Not-so-firm foudation...

So, it's been 2+ years. Two and a half of the roughest years in my life. Lots of questioning and wondering. This move back home was definitely not the pretty picture I had thought it was going to be. I mean, I knew it'd be difficult and a lil messy and I knew we'd be living with family for a little bit while we got jobs and got settled. Never in my wildest dreams did I expect it to take 20 months for us to get our own place. Wow! Talk about a bad, reoccurring nightmare. But the thing that has come to upset me more is the internal struggle that has begun. I've always had a very strong Christian background and upbringing. It was always a firm foundation I thought my life was built upon. But in the last few years I've seen it begin to crack. I've seen it crack and chip away and now I'm beginning to see it crumble and fall apart. I don't know what's going to happen. This has always been my life. Has always been what I formed my thoughts and opinions on. What I lived by...day after day... now what? Who is this person if she doesn't believe all the things she was raised to believe? I just don't know what is Truth and what is just something someone else believed so I thought I'd believe it to. *sigh* Growing up sucks!

Monday, April 9, 2012

I need an estrogen injection! STAT!

OH MY GOSH, the testosterone in this house!! It drives me crazy sometimes. No, it drives me crazy most days! Boys just can't do things quietly, calmly or in a well-mannered way. They have to rip and roar, slam and snort, barrel and bowl their way through life. My two boys can't do anything without making a mess. They can't play anything without it ending up in a blood curdling, screaming, fist-flying, death-match. And they can't go anywhere unless they're dressed up in costume! lol Sad thing is they're only 6 and 3! I know it will get even more intense as the years go by. I used to think we'd be sitting at the table playing lego's and blocks and occasionally throwing a football. I was wrong! My days consist of refereeing fights, cleaning up god-awful smells, and listening to the non-stop action movie that is going on upstairs...all with 911 on speed dial! Where are my girls!!!?? I grew up in a family with all girls! Poor dad, I have a greater appreciation for him now! lol I mean, I'm not even what you'd call a "girlie" girl. I've always had boys for friends, but still... I need some good quality NON-testosterone time in my life. As I'm writing this I can feel my blood pressure rise as the decibel level rises here in the house.
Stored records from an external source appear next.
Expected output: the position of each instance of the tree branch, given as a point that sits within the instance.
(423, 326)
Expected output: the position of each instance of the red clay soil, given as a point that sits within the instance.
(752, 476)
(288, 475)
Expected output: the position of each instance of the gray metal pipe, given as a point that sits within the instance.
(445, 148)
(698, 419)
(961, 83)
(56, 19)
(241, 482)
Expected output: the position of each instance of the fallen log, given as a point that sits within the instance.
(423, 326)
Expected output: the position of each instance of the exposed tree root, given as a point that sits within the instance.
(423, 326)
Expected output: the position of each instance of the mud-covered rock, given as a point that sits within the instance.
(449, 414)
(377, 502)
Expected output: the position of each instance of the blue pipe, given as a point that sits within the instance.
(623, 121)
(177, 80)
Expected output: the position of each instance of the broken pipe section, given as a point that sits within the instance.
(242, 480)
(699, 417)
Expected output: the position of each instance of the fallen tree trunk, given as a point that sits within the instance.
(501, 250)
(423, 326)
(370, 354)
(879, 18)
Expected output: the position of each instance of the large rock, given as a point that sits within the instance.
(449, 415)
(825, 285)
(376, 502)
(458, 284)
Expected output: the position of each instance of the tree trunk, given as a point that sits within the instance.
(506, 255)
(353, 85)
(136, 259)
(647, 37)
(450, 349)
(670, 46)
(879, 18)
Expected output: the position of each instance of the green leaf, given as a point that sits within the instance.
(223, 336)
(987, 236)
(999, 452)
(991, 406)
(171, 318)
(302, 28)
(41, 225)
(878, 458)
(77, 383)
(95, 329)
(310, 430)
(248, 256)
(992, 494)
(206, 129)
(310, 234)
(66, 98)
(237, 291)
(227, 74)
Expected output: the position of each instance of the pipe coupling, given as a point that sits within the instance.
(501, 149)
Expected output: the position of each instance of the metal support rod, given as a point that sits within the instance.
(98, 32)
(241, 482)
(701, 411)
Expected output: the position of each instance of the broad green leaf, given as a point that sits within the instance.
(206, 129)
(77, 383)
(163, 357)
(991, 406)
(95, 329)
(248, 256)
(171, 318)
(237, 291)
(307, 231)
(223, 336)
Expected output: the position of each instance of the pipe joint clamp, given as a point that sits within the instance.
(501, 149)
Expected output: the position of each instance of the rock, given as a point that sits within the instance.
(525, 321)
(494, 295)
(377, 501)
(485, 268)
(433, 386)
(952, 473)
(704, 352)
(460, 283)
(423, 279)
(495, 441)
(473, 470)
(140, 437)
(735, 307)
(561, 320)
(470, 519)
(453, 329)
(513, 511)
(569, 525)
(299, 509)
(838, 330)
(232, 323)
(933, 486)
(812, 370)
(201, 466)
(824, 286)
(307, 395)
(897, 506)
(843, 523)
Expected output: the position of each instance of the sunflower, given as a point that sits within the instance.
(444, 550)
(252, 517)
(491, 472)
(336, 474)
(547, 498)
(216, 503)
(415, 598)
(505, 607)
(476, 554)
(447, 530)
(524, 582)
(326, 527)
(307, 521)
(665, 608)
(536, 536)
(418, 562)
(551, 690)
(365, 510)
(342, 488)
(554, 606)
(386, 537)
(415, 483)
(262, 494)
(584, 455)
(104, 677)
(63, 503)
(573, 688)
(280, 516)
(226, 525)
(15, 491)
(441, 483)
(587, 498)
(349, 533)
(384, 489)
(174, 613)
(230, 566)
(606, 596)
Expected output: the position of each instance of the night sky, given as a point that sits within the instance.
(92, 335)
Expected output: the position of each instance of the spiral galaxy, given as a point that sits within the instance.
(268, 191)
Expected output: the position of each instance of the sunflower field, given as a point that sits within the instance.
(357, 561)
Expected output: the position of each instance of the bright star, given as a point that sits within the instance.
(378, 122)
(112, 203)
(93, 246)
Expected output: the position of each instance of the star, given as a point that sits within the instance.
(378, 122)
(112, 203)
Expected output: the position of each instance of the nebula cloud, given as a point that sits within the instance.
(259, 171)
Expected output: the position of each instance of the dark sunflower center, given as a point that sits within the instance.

You see they've taken the pillows off the couches and are trying to jump off the couches and body-slam into each other (Oh, and Caleb is Optimus Prime and Levi is a Boxer).... then I stop and take a good, long look at them. They're boy... stinky, messy, loud, will crazy boys... but they're MY boys! And along with all of that crazy, wildness comes a passion and exuberance that is amazing!! If I can just last long enough to harness that and channel it into the right direction, this will be awesome! Gotta go.... someone's bleeding!